The first decision to make is how comfortable you are with custodial storage, or the extent to which you want self-custody (essentially: be your own bank).
While most crypto exchanges are custodial, there are new models emerging that keep users in control of their own private keys and digital assets. Australian company Elbaite has a non-custodial exchange model that facilitates crypto transactions directly between two individuals’ self-custody wallets.
Elbaite’s CTO and co-founder Samira Tollo said self-custody helps investors avoid losing access to crypto held on centralised exchanges if the exchange is hacked, becomes insolvent, or in cases where the company freezes user accounts or withdrawals.
“With recent events that have occurred overseas, such as the FTX breakdown, crypto investors are becoming ever more aware of the risks associated with holding their cryptocurrency in centralised exchanges and so are choosing to self-custody,” she said.
Even when you commit to managing your own assets, choosing how you store crypto is rarely an either/or scenario. Tollo said experienced investors will often have multiple hot and cold wallets to cater for:
- Holding different kinds of tokens: As an example, she said the Metamask non-custodial wallet was a good beginner-friendly option but only supports ERC20 tokens (tokens built on the Ethereum network).

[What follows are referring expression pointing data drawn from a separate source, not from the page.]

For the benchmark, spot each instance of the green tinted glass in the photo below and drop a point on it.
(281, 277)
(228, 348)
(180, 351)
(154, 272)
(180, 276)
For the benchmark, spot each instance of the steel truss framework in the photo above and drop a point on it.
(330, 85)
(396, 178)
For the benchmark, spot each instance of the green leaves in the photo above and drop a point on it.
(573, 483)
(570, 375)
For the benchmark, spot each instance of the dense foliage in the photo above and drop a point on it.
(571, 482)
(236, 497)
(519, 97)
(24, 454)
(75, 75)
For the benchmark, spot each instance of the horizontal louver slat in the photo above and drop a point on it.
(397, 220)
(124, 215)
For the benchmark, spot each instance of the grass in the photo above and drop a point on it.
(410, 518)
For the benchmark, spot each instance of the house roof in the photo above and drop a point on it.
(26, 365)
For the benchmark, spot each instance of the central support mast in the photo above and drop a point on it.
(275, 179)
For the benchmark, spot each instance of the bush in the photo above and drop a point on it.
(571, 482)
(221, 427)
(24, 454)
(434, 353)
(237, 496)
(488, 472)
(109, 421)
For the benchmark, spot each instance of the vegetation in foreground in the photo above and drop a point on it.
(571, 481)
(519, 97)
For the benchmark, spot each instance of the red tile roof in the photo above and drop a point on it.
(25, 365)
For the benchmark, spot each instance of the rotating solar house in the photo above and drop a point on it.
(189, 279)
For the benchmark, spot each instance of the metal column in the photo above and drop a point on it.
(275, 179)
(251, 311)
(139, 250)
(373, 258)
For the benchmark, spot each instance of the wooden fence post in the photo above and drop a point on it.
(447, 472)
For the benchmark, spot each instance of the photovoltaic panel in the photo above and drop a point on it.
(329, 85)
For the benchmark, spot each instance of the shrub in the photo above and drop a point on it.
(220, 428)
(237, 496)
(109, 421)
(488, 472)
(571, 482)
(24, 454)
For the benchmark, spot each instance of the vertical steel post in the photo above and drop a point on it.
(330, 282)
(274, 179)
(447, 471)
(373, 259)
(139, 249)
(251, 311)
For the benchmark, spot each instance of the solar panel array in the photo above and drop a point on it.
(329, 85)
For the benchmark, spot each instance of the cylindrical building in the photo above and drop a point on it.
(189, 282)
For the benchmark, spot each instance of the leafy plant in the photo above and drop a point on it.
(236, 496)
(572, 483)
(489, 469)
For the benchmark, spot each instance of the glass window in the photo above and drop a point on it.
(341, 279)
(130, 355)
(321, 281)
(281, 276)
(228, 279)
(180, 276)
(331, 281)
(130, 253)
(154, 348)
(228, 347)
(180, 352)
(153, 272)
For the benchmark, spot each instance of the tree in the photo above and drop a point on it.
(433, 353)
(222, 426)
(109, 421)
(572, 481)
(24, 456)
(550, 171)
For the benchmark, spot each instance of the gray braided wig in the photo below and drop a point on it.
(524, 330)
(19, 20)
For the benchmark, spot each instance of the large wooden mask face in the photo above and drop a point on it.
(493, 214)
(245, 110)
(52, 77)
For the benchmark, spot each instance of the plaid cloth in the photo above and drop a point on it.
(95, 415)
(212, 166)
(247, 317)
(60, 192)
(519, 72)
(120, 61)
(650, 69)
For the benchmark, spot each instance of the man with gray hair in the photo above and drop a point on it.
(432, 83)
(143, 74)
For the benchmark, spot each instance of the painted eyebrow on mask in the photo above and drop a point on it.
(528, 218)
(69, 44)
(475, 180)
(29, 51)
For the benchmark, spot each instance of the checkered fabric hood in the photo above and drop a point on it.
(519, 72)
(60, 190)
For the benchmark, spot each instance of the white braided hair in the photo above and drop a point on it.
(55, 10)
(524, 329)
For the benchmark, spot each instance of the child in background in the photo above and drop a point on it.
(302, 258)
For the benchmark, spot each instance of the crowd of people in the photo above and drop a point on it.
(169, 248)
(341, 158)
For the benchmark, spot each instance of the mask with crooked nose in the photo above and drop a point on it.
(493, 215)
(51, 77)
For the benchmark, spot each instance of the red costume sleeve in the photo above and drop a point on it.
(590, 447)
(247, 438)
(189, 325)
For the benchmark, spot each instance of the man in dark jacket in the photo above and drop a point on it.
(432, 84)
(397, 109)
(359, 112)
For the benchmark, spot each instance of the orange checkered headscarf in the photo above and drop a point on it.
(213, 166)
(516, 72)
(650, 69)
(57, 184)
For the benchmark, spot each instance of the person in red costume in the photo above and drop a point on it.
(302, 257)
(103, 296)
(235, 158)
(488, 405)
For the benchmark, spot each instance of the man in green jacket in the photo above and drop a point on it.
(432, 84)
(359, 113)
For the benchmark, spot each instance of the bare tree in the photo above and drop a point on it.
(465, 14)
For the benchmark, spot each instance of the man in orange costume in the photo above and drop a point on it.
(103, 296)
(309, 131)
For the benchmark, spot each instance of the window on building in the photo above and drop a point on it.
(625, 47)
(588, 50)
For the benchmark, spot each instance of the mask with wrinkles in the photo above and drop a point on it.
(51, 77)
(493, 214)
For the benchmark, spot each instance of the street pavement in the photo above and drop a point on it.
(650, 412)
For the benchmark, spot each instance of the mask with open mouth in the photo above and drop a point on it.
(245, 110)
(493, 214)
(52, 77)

Investors would need an additional wallet to hold Bitcoin and other non-ERC20 tokens.
- The amount of tokens and investment value: Holding large amounts of crypto and having more funds invested may trigger an increase in your protection measures. “When you are more familiar with wallets or are starting to invest larger amounts, it is a good time to look into more secure storage options such as hardware wallets, which are a type of cold storage.”
- How often you want to move the crypto: “If they are making many short-term trades, speed might be more important than security to ensure quicker trades, in this case, using a hot wallet.” Tollo said cold wallets were less convenient for frequent trading activity, making them a wise choice for traders holding larger amounts of crypto as a more long-term investment. “Some traders also choose to keep the amount of crypto they intend to use for frequent trading on exchanges for even faster trades,” Tollo said.
To narrow down your options as you determine your ideal mix of storage methods, Danielle Marie said some key factors to consider include:
- How secure is the platform/hardware? “Make sure that the platform or device you choose has robust security features, such as two-factor authentication, and that it has a track record of keeping its users’ assets safe,” Marie said.
- What are the costs and limits? Some exchanges charge fees on each trade, whereas hot wallets are more likely to be free, and hardware wallets range in price between under $100 to more than $1,000. Also check how much you can withdraw from your online account if you need to quickly cash out — there may be minimum and maximum amounts.
- What kind of recovery and insurance is available? Marie said investors should understand a wallet’s recovery options and whether it allows you to set up a seed phrase to restore assets if you lose your private key. “Some exchanges and wallets have insurance to protect the user’s assets in case of hacking or robbery, this can give extra peace of mind.”
- Is it easy to use? “Look for a platform or device that has a user-friendly interface, that is easy to navigate and understand,” Marie said.